Killeen Daily Herald

FORT HOOD - A single tree, soil and shovels started the post's celebration of Arbor Day, a military child fest and another year of being declared a Tree City USA.

"The beauty of this is it is a celebration for the Earth, for Arbor Day and for our children," said Col. Mark Freitag, Fort Hood garrison commander, about the combined Earth Fest and the Month of the Military Child Fest Friday.

Freitag was one of several individuals who covered the roots of a tree now standing inside the 79th Street Gate.
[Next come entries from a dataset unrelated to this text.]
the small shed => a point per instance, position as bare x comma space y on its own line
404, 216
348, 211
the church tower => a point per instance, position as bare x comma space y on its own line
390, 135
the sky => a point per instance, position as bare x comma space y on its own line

Freitag said the tree is one of more than 1,400 that were planted across the post in the last two years.

Rob Grotty, an Austin-area forester from the Texas Forest Service, commended Fort Hood's efforts.
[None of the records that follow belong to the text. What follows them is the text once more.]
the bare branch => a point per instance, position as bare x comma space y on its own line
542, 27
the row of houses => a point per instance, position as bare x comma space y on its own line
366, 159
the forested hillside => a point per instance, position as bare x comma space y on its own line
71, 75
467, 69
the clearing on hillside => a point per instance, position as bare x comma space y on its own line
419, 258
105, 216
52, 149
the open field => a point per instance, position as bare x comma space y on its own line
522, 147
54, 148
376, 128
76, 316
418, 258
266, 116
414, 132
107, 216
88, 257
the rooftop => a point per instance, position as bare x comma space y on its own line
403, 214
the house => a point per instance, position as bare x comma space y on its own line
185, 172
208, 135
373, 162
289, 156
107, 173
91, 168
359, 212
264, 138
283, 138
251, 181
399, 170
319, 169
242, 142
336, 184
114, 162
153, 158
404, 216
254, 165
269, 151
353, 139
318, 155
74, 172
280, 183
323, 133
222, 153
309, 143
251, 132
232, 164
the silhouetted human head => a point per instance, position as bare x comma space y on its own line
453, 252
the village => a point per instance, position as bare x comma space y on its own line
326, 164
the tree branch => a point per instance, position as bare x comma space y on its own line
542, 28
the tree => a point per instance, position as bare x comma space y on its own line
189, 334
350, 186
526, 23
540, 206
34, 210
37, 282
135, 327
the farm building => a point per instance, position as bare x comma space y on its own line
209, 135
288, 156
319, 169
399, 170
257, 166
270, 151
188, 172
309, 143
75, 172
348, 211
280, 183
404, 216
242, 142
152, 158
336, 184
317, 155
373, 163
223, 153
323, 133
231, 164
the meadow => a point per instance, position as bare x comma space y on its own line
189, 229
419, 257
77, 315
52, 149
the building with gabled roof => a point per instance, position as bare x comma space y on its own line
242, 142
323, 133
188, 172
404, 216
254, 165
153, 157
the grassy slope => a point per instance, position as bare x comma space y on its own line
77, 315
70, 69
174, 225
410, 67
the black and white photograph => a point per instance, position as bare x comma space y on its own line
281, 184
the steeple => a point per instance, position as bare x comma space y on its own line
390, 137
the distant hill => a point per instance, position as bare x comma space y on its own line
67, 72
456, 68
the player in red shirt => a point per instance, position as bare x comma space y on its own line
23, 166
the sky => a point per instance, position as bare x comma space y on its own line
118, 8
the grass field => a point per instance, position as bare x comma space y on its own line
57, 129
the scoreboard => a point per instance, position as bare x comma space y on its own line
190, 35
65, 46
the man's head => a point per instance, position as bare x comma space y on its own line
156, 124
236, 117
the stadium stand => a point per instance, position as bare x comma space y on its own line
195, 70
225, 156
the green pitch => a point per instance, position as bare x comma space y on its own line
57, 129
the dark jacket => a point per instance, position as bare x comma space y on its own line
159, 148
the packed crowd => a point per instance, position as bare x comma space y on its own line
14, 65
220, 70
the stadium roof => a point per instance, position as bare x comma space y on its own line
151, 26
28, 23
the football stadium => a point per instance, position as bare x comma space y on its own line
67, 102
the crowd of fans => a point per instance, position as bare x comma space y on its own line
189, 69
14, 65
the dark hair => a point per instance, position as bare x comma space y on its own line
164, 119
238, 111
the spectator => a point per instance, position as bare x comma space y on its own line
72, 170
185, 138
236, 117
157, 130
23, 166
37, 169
"There is a lot of work that goes into this," he said. Planting trees is cheap and easy compared to maintaining them to ensure their roots spread into the ground. Being a Tree City USA is not an easy task, and this is Fort Hood's seventh year.

"I think it just adds to the quality of life here on Fort Hood," said Freitag, noting that shade and flowering trees were added to the installation, making it more pleasing for visitors and those living on post.

After the morning ceremonial tree planting, busloads of area schoolchildren arrived on post to enjoy displays, games, lectures and demonstrations about the environment and healthy living.

"These are things that are all here on Fort Hood," said Gil Eckirch, an outreach coordinator for nature resources for the department of public works, to a group of fifth-grade students.

As Eckirch showed exhibits of copperhead snakes, coyotes, mountain lions and a great horned owl, he asked the children questions about the animals.

"Why do the owls have feathers all the way down to the talons?" he asked. The students shouted out a variety of answers before he said, "because of this, the owl can fly silent."

The department of public works wasn't the only one educating about 1,000 area students. Other community environmental groups, such as Keep Temple Beautiful and Keep Killeen Beautiful also participated, while groups such as the commissary taught children about eating healthy foods.

Mylani Monaghan, a 9-year-old Peebles Elementary School student, said she learned about the water cycle, recycling and animals.

"You get to see a little bit more of nature being out here instead of being stuck in the classroom," she said.

Environmental outreach coordinator Christine Luciano said the event was a great opportunity for school-age children to get an interactive lesson on earth science. The event also let the community know about Fort Hood's commitment to be sustainable.

"I am really excited about all we are doing in the name of sustainablity," said Freitag.